The Apostolic Palace, the papal summer residence in the small town of Castel Gandolfo in central Italy, is the eighth virtual tour Villanova has produced with the Vatican. Klassner said he expects the team will photograph the site sometime in the first half of 2019. Pope Francis does not use Castel Gandolfo as his summer home, providing the school ample time to take photos and gather information without disrupting papal activities, he said.
The school’s last project, completed in November, showcased the Redemptoris Mater Chapel, the Pope’s private worship space, embellished with elaborate floor-to-ceiling mosaics. The gallery of tours currently includes St. Peter’s Basilica, St. John Lateran, St. Paul-Outside-The-Walls, The Sistine Chapel, and the Vatican Necropolis.
Villanova and the Vatican started their partnership to create VR tours in 2003.
“The Vatican understood that it had technology needs and interests,” Klassner said of the partnership.”We will never be able to perfectly duplicate a real-world experience, but we do want to give you as much of the real world as we can.”
No room for error
In addition to the Apostolic Palace, the team has been granted rare clearance from the Papal Household to photograph several restricted sites for the purpose of creating virtual models.
For more than a decade, Klassner has led the projects and worked with a team of students both on-site and in the computer lab. Klassner said that for each tour, his team travels to the Vatican and takes hundreds of photographs to capture the detail of the spaces. Just one location can require 120 to 150 photographs stitched together to create the tour, though many more photographs are taken in the data gathering process, Klassner said. While visiting the Redemptoris Mater Chapel, Klassner and his students carefully took more than 800 photos.
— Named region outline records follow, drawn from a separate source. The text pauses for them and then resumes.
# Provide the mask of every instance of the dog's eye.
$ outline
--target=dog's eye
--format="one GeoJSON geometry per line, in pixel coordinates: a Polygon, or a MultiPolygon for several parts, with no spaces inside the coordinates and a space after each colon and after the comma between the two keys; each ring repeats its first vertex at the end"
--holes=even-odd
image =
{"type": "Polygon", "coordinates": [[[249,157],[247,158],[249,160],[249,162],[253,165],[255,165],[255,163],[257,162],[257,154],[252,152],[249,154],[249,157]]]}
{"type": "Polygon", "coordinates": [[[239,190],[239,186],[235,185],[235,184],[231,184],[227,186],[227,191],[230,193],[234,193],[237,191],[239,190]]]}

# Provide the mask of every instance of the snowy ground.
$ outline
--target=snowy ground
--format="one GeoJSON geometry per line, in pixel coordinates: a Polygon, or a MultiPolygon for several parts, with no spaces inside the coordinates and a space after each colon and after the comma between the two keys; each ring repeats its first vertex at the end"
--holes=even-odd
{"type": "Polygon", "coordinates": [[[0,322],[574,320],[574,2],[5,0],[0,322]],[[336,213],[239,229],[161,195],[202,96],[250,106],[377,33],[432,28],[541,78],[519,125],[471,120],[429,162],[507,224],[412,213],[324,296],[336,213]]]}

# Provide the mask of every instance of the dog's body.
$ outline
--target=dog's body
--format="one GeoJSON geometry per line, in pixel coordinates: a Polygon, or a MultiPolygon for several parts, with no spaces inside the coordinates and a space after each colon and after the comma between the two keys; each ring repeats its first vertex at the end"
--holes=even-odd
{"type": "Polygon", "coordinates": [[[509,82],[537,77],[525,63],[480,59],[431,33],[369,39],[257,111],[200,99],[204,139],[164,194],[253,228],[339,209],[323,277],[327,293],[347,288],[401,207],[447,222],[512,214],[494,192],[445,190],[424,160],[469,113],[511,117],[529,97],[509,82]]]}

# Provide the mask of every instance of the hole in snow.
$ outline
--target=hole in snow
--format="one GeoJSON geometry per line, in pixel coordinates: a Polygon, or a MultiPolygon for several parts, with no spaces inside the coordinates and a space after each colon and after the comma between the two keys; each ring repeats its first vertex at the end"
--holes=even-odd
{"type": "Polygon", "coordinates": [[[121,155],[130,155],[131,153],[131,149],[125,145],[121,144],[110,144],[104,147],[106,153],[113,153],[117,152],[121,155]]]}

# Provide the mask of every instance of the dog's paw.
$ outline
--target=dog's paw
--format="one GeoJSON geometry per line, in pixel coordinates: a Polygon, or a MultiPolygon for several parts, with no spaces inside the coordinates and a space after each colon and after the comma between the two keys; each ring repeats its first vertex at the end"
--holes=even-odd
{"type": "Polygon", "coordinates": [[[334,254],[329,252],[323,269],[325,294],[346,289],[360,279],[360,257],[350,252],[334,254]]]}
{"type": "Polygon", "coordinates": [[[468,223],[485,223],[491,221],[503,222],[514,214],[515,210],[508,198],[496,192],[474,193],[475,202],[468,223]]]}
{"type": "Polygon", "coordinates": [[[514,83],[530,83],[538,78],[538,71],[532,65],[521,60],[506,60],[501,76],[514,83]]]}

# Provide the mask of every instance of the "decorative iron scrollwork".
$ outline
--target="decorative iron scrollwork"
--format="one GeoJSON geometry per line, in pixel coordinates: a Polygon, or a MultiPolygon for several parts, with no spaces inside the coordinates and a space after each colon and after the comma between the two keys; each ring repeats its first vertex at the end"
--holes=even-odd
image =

Klassner said he and his students use a motorized camera rig with a standard digital camera to capture a 360-degree views of the spaces. The process, he said, takes anywhere from a few hours to a few days. In the process of taking photographs, Klassner said his team has to worry about proper exposures, color correction and image alignment. “If you make a mistake, if there is any vibration, you have to redo the whole shoot,” he said.
After all the visual data has been collected, the team must then intricately lace images together and painstakingly program the visitor interactivity. The result is a highly-detailed, interactive experience in rarely-before-seen spaces of the Vatican.
Villanova students who participate in these projects are getting great experience in international computing, Klassner said. They are challenged by the diverse audience of their products — people from different countries speaking different languages — and are able to build skills they wouldn’t otherwise get from a traditional internship based in the United States, all while preserving a piece of history.